Kishanchandani points out that an acquiring company benefits from a M&A only if there are synergies. This means it should be able to integrate the acquired business easily and that should lower costs. The process involves taking multiple decisions on teams and functions such as accounting, technology, legal and more.

The first step for CEOs in this journey is finding the right target acquisition, says Kishanchandani. For example, in the case of manufacturing, one might want to find a company that is close to the buyer market. Or in case of market expansion, one might look for a company that is in a different geography in order to extend the market coverage and market share.

This work also requires engaging with experts such as investment bankers who can search for the right companies based on defined parameters. As the process goes forward, legal experts also get involved. In cases of listed companies, the Securities and Exchange Board of India’s guidelines should be met.

A close eye should be maintained to ensure the multiple minute actions that are necessary are taken properly. These can involve acquiring shares the right way, agreeing on valuation, assessing taxation and liabilities and more. In some cases companies acquired go through the National Company Law Tribunal process. There could be a court process for leaders to negotiate.
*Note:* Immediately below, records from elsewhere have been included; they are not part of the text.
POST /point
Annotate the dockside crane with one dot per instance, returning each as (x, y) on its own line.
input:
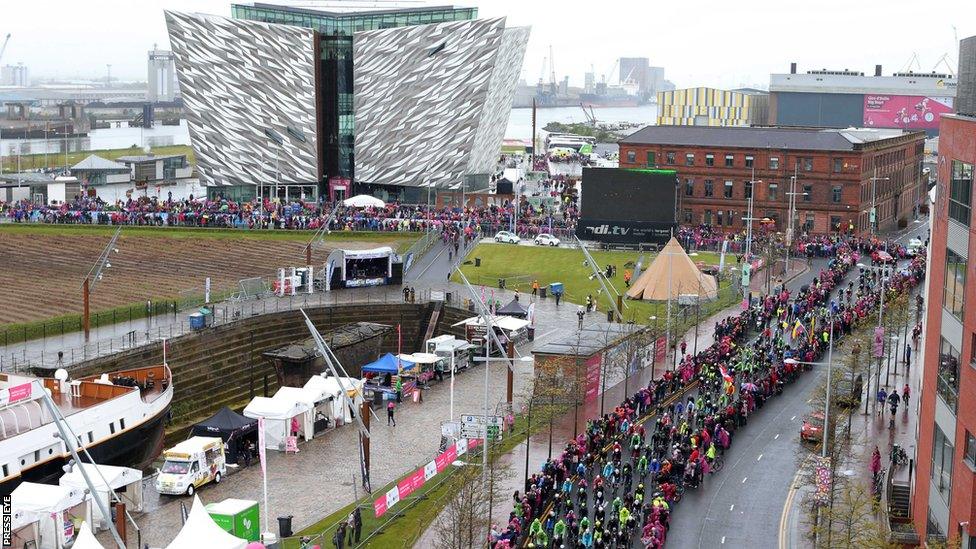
(3, 48)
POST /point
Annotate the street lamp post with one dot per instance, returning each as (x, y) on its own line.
(877, 381)
(874, 200)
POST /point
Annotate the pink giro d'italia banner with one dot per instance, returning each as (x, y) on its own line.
(417, 479)
(914, 112)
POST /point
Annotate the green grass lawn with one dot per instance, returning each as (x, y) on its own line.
(403, 239)
(520, 265)
(56, 160)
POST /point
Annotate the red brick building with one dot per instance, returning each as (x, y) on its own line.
(944, 484)
(834, 168)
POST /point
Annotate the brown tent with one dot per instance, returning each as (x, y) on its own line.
(685, 277)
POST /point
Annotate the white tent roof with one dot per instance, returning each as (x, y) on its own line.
(85, 539)
(364, 201)
(421, 358)
(274, 408)
(116, 477)
(23, 517)
(508, 323)
(351, 384)
(324, 386)
(302, 395)
(46, 498)
(201, 531)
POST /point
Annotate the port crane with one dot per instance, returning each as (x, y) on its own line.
(3, 48)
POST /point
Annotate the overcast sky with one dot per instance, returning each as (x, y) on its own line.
(708, 42)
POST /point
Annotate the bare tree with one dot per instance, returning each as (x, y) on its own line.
(463, 524)
(853, 521)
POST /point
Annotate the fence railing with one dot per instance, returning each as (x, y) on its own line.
(223, 313)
Vidisha Krishan, Partner at law firm MV Kini, says, “Unlike capital markets transactions, M&A (merger and acquisition) transactions see a lot more assessment in terms of corporate governance, financial negotiations and tax structures. A limited disclosure aspect is not the only aspect. The due diligence exercise is vital but the fragmented regulatory framework and the investor requirements keeps pressure on all parties involved.”

At each step, the CEOs should have access to expert internal teams, investment bankers and legal experts. But they have to make the critical decisions themselves. The cost of failures can be potentially high. The process is time consuming and can take up to 1-2 years in some cases.
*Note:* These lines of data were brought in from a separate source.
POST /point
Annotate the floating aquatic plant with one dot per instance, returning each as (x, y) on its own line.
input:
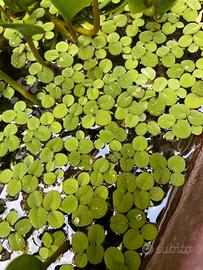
(85, 163)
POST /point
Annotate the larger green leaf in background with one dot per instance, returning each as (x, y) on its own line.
(70, 8)
(18, 5)
(27, 30)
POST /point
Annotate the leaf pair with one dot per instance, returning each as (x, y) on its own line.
(160, 6)
(69, 9)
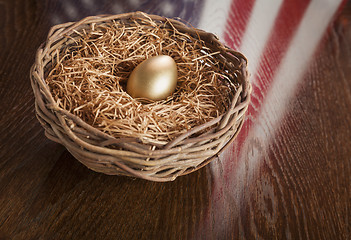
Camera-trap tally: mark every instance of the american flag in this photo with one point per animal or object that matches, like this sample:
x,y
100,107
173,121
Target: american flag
x,y
279,38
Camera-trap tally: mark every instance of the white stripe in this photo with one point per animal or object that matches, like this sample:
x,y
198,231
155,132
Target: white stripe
x,y
287,78
214,16
258,31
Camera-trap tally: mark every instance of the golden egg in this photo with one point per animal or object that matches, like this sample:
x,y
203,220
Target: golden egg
x,y
153,79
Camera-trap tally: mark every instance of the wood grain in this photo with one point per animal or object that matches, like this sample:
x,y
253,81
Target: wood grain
x,y
299,189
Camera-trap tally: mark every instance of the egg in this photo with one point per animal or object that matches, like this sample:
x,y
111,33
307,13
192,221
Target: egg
x,y
154,79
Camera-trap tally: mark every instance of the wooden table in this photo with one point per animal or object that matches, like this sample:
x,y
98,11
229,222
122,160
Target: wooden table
x,y
286,176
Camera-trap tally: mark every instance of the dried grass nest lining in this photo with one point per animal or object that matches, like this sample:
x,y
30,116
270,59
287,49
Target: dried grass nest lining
x,y
89,79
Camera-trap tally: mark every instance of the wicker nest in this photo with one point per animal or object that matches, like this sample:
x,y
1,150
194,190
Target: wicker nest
x,y
79,80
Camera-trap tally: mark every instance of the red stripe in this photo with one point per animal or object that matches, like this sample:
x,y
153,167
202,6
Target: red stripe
x,y
288,19
239,14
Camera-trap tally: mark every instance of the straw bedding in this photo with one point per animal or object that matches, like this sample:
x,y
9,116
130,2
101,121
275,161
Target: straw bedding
x,y
79,82
89,76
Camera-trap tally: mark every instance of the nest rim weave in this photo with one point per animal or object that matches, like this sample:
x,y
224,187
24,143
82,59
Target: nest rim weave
x,y
130,156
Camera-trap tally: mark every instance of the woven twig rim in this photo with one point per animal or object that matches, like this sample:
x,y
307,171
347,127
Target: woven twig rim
x,y
129,156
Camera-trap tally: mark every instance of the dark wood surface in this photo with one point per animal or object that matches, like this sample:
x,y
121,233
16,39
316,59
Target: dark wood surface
x,y
297,185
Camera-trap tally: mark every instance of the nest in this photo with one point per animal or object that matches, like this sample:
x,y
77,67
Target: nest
x,y
79,81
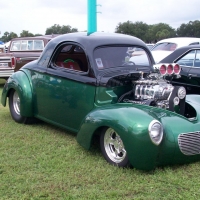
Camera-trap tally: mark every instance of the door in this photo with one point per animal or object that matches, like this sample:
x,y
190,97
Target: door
x,y
65,93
“Mismatches in expectations, money and people succession can lead to issues. For example, a promoter might want to sell the company, but his heirs might want to continue with the business. Figuring out such expectations are critical to the success of the deal,” adds Kishanchandani.

And through the entire process, it is critical to keep a focus on employees, too. There won’t be any point in achieving successful acquisitions if at the end employees become disgruntled.